Professor: All right. So I've got a good example of this.
There's a bird, a species of crow that lives near the water.
And it feeds on a type of a shellfish that has a hard outer shell.
In order to eat the shellfish,
the bird has to crack open its hard shell.
So, when this bird feeds,
what it does is it dives down out of the air into shallow water,
grabs a shellfish in its mouth,
then carries the shellfish up in the air.
It then drops the shellfish, lets it fall onto the rocks below.
When the shellfish hits the rocks,
its shell cracks and splits open and the bird can eat it.
Now this bird,
this crow doesn't just swoop down, grab the first shellfish it sees and then fly up to any height and let it fall.
Instead, it does two things.
First, it carefully selects only the biggest shellfish.

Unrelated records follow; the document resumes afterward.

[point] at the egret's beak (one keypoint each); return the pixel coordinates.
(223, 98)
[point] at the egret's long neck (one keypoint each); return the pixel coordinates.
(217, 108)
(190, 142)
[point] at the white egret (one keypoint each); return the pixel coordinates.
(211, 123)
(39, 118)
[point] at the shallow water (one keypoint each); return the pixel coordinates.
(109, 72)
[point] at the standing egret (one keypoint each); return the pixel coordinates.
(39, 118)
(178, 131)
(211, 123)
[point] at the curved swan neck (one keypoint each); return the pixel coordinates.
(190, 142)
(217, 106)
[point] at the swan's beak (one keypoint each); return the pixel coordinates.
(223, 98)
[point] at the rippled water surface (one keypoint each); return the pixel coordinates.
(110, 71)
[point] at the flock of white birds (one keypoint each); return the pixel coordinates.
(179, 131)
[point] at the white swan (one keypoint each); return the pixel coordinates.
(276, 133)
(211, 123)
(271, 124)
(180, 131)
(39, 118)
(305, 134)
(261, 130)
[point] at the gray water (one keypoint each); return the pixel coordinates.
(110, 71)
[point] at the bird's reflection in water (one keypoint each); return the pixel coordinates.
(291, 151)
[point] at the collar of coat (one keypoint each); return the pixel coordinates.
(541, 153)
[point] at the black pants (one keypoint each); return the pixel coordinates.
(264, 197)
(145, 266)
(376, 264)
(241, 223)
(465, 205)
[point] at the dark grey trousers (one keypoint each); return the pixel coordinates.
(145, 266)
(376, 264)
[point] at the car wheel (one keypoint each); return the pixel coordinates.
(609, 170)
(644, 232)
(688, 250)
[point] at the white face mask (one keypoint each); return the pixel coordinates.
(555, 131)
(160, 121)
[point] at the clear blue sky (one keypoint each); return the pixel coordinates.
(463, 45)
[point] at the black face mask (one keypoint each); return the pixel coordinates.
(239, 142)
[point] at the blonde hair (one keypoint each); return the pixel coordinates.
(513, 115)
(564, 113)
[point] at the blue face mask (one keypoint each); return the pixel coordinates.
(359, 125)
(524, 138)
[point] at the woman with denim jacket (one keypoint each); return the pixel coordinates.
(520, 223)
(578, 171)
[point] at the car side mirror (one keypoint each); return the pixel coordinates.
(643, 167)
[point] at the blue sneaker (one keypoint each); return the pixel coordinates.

That means it's going to get the biggest possible meal for its efforts.
OK. Second,
it carries the shellfish up to a specific height,
about five meters, and drops it from there.
If the bird dropped the shellfish from a lower height,
it would have to pick it up and drop it too many times in order to break the shell.
On the other hand,
if the bird carried the shellfish up to a higher altitude,
an altitude higher than is necessary to crack the shell,
it'd be wasting energy.
So this bird expands just the right amount of energy.
no more, no less,
that it needs to obtain just the right kind of food.